GUNS have seldom been put before butter as brutally as Keir Starmer did today.

The Prime Minister told MPs that Britian is to embark on a massive increase in military spending to be entirely funded at the expense of the world’s poorest.

The arms budget is to rise to 2.5 per cent of gross domestic product (GDP) within two years, an increase of more than £13 billion a year from the present figure of 2.3 per cent, remaining at that level until the end of this parliament.

Thereafter Labour will aim to spend a full 3 per cent of GDP on war in the next parliament, a further rise of more than £30bn a year.

The first tranche of these astonishing increases is to be paid for through a cut in the overseas aid budget from 0.5 per cent to 0.3 per cent of GDP.  This despite a notional government commitment to hit the legally enshrined target of 0.7 per cent.

Thus are the priorities of British imperialism exposed. Spend more on killing the poor in aggressive wars while spending still less on alleviating poverty.

Undoubtedly the aid budget was picked as a soft target, one that Starmer hopes will meet with the approval of the Reform-inclined voters he is desperate to assuage.

But it would be an illusion to imagine that the pain will be confined to the poorest overseas. Already Tory leader Kemi Badenoch is flagging up the welfare budget as another target to be cut to fund more weaponry.

It is impossible to see the 3 per cent target being hit without further cuts to public services.

Starmer had the gall to claim that the British people had been enjoying a post-cold war “peace dividend” which was now over.

In fact, the people have been enduring unending austerity, the collapse of the NHS, the bankruptcy of local authorities, stagnant wages and a massive housing shortage. Whatever peace dividend has been handed out, it has not reached working people.

And what is this new surge in military spending for?  Starmer had no answer to offer beyond reciting rote phrases about Russia’s war in Ukraine.

But that has been in full swing for three years now. Moreover, Russia’s military has yet to prevail on the battlefield and is in absolutely no condition to march westwards, even if that was the intention of President Vladimir Putin, itself an unevidenced proposition.

If there is a “Russian threat” it comes from its arsenal of nuclear weapons, a factor which would not be diminished by any conceivable rate of British military spending.

This spending is mandated by President Donald Trump’s indication that the US may stop covering Europe’s bills. 

Starmer wants to fill that gap, while maintaining Britain’s own vastly expensive nuclear weapons programme and continuing to posture as a global military power with initiatives like the Aukus pact in the Pacific.

And we know from recent history how a pumped-up British military will be used. Yugoslavia. Iraq.
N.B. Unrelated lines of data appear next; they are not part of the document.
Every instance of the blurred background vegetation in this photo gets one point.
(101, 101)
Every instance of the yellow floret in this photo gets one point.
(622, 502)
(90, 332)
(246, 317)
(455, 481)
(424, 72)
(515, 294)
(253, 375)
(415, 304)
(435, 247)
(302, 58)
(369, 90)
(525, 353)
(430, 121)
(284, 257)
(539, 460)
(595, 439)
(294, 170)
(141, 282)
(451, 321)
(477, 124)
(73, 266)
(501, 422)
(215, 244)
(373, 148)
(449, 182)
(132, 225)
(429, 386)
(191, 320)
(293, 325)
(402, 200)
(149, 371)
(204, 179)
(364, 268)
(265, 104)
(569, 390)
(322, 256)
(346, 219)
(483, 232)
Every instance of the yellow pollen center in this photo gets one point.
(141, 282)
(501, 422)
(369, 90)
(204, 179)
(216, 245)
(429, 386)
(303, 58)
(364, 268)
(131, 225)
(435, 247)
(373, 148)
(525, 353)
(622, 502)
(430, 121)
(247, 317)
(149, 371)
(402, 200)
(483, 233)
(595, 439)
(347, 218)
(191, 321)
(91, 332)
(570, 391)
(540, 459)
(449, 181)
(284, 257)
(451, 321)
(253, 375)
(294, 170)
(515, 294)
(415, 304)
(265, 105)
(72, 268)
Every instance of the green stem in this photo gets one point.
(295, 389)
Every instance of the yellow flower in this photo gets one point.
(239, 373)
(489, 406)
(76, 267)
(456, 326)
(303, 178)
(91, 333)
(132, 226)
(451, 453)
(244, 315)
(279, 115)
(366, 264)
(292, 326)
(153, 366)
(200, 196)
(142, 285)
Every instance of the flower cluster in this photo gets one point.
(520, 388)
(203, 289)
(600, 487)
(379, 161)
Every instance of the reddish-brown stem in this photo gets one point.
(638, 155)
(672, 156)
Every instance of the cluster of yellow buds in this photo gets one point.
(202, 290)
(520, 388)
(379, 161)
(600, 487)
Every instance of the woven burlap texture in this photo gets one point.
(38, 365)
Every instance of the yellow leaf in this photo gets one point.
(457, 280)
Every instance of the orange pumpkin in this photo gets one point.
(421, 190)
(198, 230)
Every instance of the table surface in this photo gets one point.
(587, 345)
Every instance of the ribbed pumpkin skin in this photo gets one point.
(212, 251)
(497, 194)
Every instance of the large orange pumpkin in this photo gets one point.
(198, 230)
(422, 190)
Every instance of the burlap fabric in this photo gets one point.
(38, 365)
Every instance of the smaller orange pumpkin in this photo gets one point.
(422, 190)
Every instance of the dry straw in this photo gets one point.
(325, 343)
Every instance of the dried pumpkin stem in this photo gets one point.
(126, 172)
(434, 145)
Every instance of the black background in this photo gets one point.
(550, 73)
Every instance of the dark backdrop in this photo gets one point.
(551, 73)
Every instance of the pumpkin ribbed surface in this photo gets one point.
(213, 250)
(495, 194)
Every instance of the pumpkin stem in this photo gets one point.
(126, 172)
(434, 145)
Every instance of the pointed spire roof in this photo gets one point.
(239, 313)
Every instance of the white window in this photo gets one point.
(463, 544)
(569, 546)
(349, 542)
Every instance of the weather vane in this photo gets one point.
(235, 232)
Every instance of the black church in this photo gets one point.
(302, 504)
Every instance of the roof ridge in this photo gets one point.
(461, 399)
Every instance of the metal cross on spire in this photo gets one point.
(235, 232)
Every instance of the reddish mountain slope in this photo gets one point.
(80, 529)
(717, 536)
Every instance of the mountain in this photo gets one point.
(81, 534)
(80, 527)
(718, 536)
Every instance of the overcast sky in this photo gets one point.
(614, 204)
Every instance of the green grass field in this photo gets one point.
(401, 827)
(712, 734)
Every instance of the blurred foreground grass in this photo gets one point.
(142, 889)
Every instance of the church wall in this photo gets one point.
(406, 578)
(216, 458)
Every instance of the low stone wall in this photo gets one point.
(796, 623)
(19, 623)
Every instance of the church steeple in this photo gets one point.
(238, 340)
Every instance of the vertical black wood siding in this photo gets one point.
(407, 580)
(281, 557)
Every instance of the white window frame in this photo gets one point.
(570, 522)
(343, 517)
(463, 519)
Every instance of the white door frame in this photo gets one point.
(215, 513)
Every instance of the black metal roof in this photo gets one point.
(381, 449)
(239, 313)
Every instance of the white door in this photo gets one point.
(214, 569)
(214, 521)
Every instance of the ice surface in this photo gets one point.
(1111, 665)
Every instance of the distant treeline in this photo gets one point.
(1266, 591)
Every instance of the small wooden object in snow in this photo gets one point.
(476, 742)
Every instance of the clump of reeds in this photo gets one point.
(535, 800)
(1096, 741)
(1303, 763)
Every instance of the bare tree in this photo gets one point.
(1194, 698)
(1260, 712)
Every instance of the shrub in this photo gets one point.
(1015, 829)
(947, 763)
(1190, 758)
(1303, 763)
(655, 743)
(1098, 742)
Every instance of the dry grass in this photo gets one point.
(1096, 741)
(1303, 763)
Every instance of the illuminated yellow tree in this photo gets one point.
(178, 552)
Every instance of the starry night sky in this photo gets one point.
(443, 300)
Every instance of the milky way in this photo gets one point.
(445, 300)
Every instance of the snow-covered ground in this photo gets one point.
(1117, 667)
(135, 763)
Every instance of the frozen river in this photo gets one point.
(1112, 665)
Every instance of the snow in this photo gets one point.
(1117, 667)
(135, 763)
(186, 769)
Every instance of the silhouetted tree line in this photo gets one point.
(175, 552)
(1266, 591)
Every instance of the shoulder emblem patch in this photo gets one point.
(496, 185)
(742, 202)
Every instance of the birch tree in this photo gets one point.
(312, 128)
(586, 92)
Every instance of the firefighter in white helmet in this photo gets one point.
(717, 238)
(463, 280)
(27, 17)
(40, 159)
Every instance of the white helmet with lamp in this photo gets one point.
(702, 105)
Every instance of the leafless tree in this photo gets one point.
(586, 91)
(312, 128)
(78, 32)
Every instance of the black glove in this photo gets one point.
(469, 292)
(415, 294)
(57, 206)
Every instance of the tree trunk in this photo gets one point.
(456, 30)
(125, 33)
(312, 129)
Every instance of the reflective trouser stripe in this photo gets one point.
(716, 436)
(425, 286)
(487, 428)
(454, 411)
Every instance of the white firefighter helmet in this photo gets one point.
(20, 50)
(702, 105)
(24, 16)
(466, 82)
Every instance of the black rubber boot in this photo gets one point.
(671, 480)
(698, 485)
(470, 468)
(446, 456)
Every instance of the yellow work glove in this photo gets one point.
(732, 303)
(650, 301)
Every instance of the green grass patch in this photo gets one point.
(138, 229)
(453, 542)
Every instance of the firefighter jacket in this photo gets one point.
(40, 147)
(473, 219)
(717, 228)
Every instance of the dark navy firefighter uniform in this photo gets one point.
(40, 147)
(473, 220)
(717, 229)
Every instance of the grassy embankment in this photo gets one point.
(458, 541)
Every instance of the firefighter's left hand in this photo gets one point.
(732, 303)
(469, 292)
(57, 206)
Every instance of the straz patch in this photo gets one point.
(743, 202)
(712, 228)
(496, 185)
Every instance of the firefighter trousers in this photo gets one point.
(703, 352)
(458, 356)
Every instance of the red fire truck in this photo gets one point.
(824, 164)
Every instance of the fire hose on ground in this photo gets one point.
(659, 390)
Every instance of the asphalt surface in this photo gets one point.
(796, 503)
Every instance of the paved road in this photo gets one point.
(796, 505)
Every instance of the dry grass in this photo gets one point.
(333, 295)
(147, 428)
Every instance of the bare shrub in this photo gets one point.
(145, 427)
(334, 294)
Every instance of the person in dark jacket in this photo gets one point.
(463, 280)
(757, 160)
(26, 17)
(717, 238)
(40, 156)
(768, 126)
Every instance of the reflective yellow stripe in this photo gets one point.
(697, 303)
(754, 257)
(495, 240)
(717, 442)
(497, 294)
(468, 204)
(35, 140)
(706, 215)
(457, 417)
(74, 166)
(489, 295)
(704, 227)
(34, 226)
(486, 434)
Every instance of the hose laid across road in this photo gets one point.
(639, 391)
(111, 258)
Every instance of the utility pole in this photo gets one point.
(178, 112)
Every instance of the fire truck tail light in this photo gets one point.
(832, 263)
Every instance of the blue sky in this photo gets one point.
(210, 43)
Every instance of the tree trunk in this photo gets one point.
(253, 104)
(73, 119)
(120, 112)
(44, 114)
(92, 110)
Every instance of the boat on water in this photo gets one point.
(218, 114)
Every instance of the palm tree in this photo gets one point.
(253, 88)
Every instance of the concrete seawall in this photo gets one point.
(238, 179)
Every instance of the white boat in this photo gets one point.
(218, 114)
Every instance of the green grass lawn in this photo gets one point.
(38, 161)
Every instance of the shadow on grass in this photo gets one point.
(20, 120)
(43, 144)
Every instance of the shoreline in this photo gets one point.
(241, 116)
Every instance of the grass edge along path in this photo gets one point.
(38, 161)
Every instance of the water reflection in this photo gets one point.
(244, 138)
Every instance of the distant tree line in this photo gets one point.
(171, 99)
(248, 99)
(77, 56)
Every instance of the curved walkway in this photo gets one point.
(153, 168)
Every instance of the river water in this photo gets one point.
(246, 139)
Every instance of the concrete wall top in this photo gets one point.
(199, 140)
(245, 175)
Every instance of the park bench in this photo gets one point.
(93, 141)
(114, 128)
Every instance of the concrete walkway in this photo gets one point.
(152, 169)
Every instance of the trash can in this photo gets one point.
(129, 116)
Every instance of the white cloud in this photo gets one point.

Afghanistan. Libya. The grim roll-call speaks for itself — a rotten record of imperialist intervention and aggression.

The Prime Minister will try to sweeten the pill for the labour movement by talking up the jobs that such military spending might generate. Trade unions should not fall for it.

For one thing, Trump will insist much of the extra cash is spent in the US, on which Britain is in any case militarily dependent. And how much better could £13bn a year be spent on green industrial renewal, among other things.

Unions and socialists should reject this Labour dystopia and demand a policy of peace through security for all.